Des soldats lourdement armés rejoignent sur les lieux des éléments de la gendarmerie et de la CMIS, la compagnie mobile d’intervention et de sécurité, déployés depuis les premières heures de la matinée.

Il est 11h, quand les coups de feu commencent à crépiter du côté de la mairie de Dixinn, à l’est du stade. Les militaires, les gendarmes, les policiers et autres milices armés envahissent rapidement le stade de tous les côtés, tirant à vue sur les manifestants désarmés.

Les civils tentent de fuir comme ils le peuvent. Au bout d’une heure, des corps sans vie, des blessés graves jonchent la pelouse, les gradins et l’intérieur de la cour du stade. Des femmes sont violées par les soldats dans l’enceinte du palais des sports et dans les toilettes et vestiaires du stade.

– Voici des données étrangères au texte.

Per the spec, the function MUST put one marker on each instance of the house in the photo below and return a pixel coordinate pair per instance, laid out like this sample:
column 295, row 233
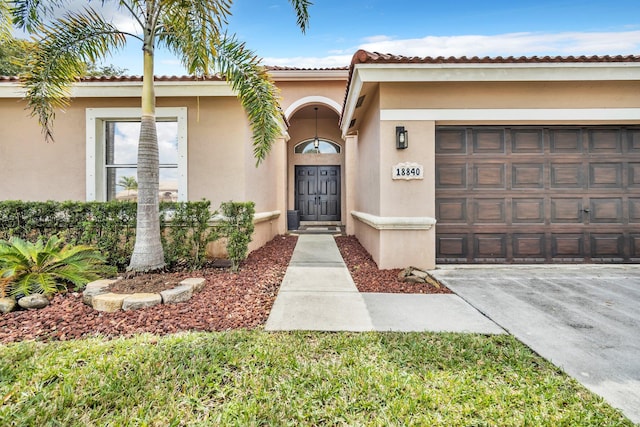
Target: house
column 425, row 160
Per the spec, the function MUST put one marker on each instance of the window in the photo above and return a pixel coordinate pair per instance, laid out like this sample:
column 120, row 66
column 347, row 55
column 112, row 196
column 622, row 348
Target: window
column 112, row 150
column 324, row 147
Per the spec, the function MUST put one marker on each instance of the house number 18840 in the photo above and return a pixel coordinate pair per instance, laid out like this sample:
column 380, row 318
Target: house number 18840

Onze hommes dans le box des accusés

Treize ans plus tard, après une lente procédure d'enquête et des reports du procès, ils sont onze à être attendus ce matin dans le box des accusés. À commencer par le capitaine Moussa Dadis Camara qui dirigeait le pays au moment des faits. Il est rentré à Conakry le week-end dernier en provenance de Ouagadougou au Burkina Faso où il vivait en exil forcé depuis plus de dix ans.

À ses côtés, Abdoulaye Chérif Diaby, alors ministre de la Santé et de l’Hygiène publique, inculpé en 2012. Il aurait empêché selon plusieurs victimes, les blessés de recevoir des soins dans les hôpitaux publics.

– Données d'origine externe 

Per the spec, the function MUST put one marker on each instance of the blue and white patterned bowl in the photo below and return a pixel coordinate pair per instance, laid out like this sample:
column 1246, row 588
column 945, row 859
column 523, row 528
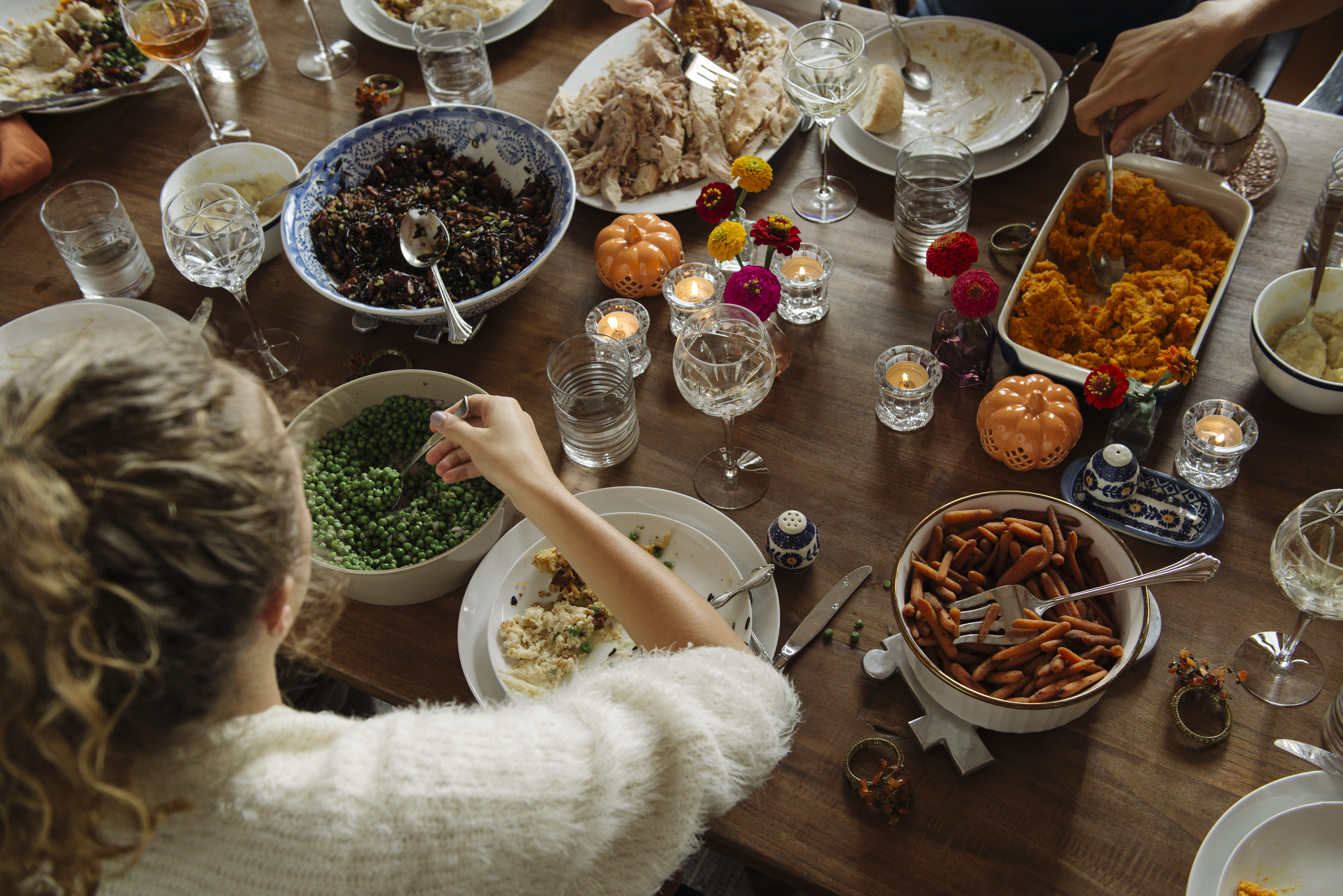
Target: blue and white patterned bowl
column 518, row 148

Moussa Thiègboro Camara, gendarme, au moment des faits, était ministre chargé de la lutte contre la drogue et le grand banditisme. Malgré son inculpation, il a bénéficié de la confiance du président Alpha Condé qui l’a nommé secrétaire général à la présidence chargé des services spéciaux. Il a été mis en cause par le rapport de la commission d’enquête de l’ONU.

Claude Pivi, alias Coplan, était chargé en 2009 de la sécurité présidentielle. À l’arrivée du président Alpha Condé au pouvoir, il a occupé un poste similaire avec rang de ministre avant de tomber en disgrâce.

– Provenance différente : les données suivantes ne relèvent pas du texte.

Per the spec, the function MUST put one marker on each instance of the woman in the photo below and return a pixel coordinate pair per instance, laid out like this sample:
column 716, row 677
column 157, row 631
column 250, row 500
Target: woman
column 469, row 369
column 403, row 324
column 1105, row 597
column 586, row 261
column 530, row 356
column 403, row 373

Accusé également, Aboubacar Sidiki Diakité « alias » Toumba, médecin militaire et ancien aide de camp du capitaine Dadis Camara.

Les autres prévenus sont moins connus. Il s'agit du lieutenant Blaise Guémou, d'Ibrahima Camara, alias Kalonzo, tous les deux gendarmes, mais aussi de Marcel Guilavogui, Cécé raphael Haba, Alpha Amadou Baldé et Paul Moussa Guilavogui.